どういうことでしょうか. ライトブーストのログリプレイは実にシンプルです.

  1. SSD上の全ログ中, もっとも古いidを持つセグメントを見つける.
  2. そこから右方向に, idが単調増加する間はセグメントのメタデータをhash tableに反映し続ける(途中でI/Oが起こることもあるが例外的).
  3. それぞれの読み込みでは, そのセグメントがちゃんと書かれたかを確かめて, 良しなにする (#)

ちなみに, もしバッファが不揮発になった場合は, 以下の2つの方式を考えますが, 後者を採用することにしています.

  1. SSDをリプレイ. その後, 不揮発バッファについても同様の方法でリプレイ.
  2. 不揮発バッファのデータをすべてSSDに書き出す. それから, SSDをリプレイ.

後者の方が, ログリプレイの難しいロジックが一つであり, 揮発バッファの時にテストされたものを完全に再利用出来るので簡単ですし, バグが出にくいと思います(1. ロジックが小さいので何か予期せぬ誤ちに出くわして全体破綻する可能性が低い. 2. バッファ上のデータはパーシャルライトないと仮定すると, これでSSD上のデータを上書きしてしまうことによって, SSD上のログリプレイが単純になる可能性がある). ライトブーストは, いきなり不揮発バッファを実装して提案すると嫌がられるので, このままmergeしていただいてからあとで揮発バッファ対応を修正するしかないですが, その際に, あまりにドラスティックに変更を加えるのは避けたいです. 少なくとも, 現行版(揮発バッファ)のユーザだけは完全に守らないといけない. バッファをSSDにフラッシュするシンプルな機構はすでに存在するのですから, ここを利用する方が筋が良いです.

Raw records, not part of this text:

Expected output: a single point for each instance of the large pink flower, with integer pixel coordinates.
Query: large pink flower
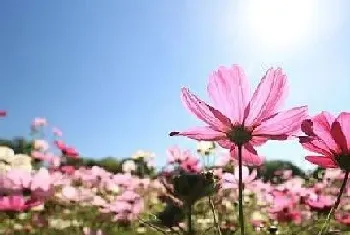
(234, 120)
(330, 138)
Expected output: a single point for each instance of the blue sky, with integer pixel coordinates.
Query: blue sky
(109, 73)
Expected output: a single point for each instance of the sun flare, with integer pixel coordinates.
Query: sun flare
(279, 23)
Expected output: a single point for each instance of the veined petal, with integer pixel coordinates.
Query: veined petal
(226, 144)
(249, 155)
(258, 140)
(282, 124)
(201, 133)
(229, 90)
(314, 144)
(321, 126)
(204, 111)
(245, 173)
(268, 96)
(321, 161)
(341, 131)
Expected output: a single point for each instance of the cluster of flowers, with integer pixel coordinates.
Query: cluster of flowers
(236, 122)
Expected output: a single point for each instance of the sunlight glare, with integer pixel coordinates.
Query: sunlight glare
(279, 24)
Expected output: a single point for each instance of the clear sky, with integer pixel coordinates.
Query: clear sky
(109, 73)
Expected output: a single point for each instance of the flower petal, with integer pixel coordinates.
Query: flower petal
(226, 144)
(204, 111)
(249, 155)
(268, 96)
(324, 162)
(229, 90)
(283, 123)
(201, 133)
(341, 131)
(314, 144)
(321, 126)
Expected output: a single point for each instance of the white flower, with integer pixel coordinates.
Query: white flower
(129, 166)
(38, 208)
(143, 154)
(205, 147)
(22, 161)
(4, 168)
(6, 154)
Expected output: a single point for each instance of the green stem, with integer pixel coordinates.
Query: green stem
(214, 216)
(189, 219)
(240, 190)
(326, 223)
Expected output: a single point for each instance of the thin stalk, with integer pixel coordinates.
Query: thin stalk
(189, 219)
(326, 223)
(216, 224)
(240, 190)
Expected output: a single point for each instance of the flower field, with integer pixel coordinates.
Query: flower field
(221, 188)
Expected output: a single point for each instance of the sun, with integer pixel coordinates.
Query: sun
(279, 23)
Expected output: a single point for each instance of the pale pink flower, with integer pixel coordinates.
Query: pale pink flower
(329, 137)
(39, 121)
(56, 131)
(320, 203)
(234, 120)
(17, 203)
(38, 155)
(89, 231)
(41, 145)
(41, 183)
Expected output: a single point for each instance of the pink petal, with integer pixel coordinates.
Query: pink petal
(268, 96)
(258, 140)
(314, 144)
(324, 162)
(321, 126)
(341, 131)
(229, 90)
(201, 133)
(283, 123)
(204, 111)
(245, 173)
(249, 155)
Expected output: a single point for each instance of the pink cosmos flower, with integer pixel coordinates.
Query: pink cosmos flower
(330, 138)
(41, 145)
(234, 120)
(284, 210)
(56, 131)
(17, 203)
(66, 150)
(37, 122)
(320, 203)
(89, 231)
(175, 155)
(343, 217)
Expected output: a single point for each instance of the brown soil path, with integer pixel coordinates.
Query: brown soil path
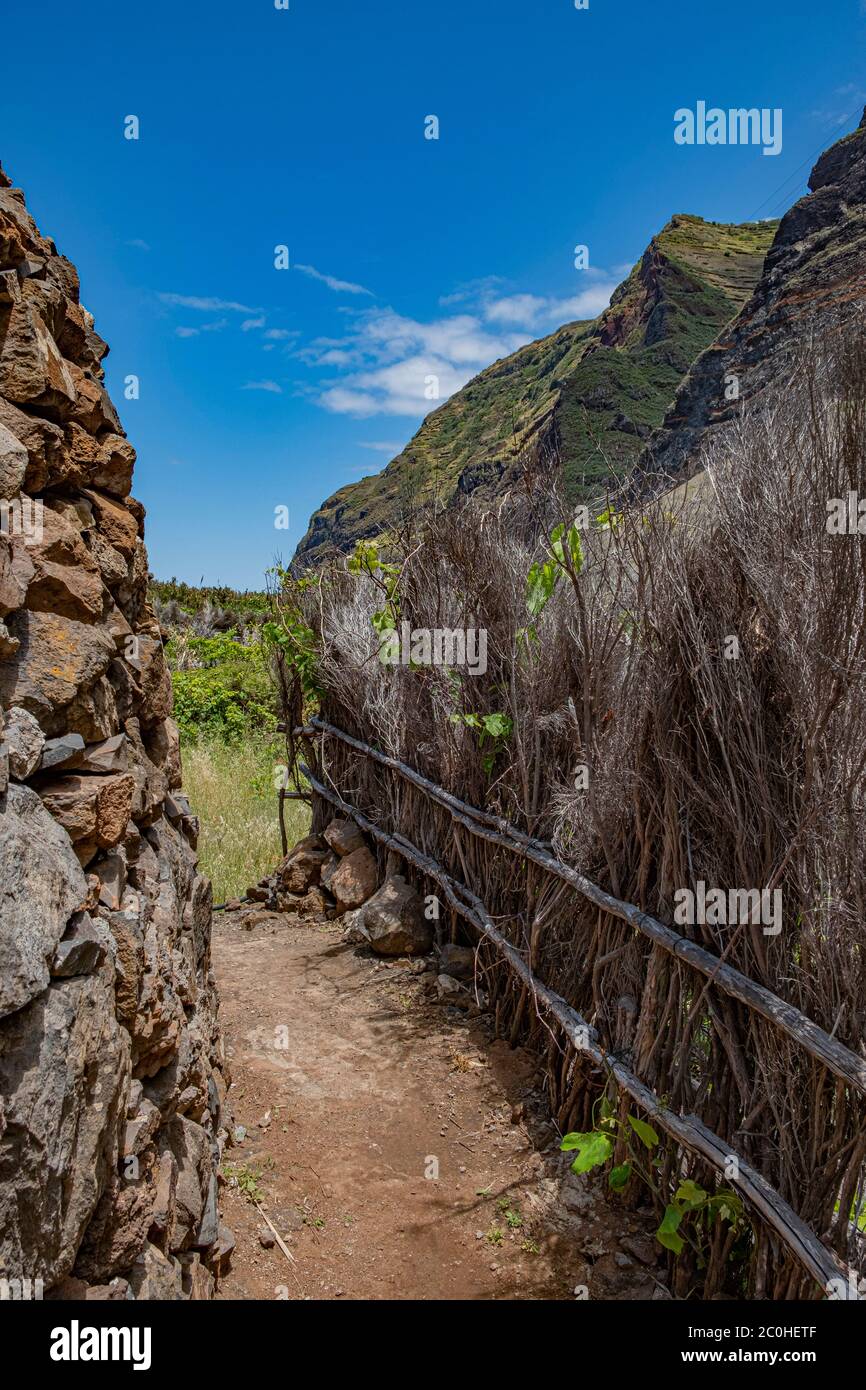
(352, 1086)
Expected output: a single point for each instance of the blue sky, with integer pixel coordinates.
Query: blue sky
(263, 388)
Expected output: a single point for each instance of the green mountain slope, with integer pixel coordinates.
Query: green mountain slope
(591, 392)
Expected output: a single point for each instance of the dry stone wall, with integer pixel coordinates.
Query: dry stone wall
(111, 1075)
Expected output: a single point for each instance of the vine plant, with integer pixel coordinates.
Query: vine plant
(691, 1216)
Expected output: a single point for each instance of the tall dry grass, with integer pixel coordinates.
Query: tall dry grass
(231, 788)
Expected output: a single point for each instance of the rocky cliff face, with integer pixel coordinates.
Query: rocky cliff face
(111, 1079)
(588, 395)
(812, 287)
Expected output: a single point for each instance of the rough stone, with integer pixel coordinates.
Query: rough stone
(24, 741)
(458, 961)
(41, 887)
(64, 1069)
(13, 463)
(81, 950)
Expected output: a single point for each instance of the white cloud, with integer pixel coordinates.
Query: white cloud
(544, 313)
(203, 328)
(471, 289)
(345, 402)
(344, 287)
(398, 366)
(405, 367)
(206, 303)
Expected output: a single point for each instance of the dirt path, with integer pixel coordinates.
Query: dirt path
(355, 1090)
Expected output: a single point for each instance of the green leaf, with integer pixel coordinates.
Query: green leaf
(619, 1176)
(691, 1194)
(666, 1233)
(498, 726)
(541, 581)
(592, 1150)
(645, 1133)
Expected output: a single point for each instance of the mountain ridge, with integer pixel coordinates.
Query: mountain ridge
(590, 392)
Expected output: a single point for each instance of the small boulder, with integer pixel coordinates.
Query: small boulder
(344, 837)
(451, 991)
(156, 1276)
(328, 869)
(458, 961)
(355, 879)
(355, 931)
(302, 866)
(313, 904)
(395, 922)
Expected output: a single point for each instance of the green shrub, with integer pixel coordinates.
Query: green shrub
(221, 688)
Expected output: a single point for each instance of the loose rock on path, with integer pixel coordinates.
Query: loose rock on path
(392, 1146)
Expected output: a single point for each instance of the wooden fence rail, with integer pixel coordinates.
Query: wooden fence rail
(687, 1130)
(833, 1054)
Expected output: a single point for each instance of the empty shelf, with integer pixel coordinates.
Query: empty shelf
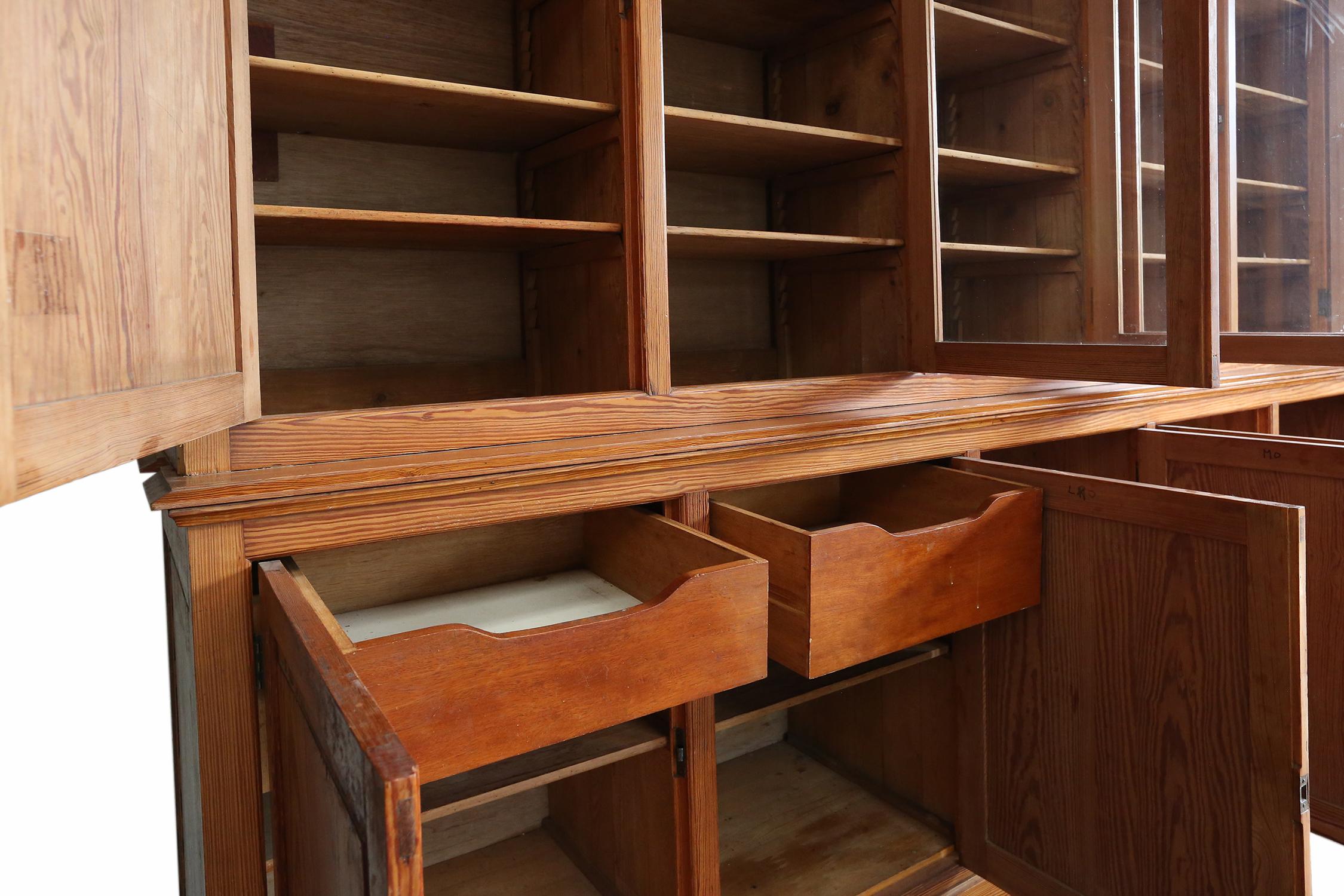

というわけで, 問題は, SSD上のセグメントをリプレイする際の処理 (#) となります. 理想的には, 512KBのライトがアトミックであることなのですが, これは到底期待出来ないので, 策が必要になってきます. 戦略を練る上では, キャッシュとして使うデバイスにどこまで期待出来るのかがポイントになります. 例えば, デバイスが破綻する確率より低い確率でしか破綻しない妥協ならばしても良くなるとか, デバイスについて知ることが重要になります. ここらへんは, 先日書いた並列I/Oとの関連も出てくる(パーシャルライトされる可能性があるセグメントが複数あると難しくなることは明白)ため, 現在検討中です.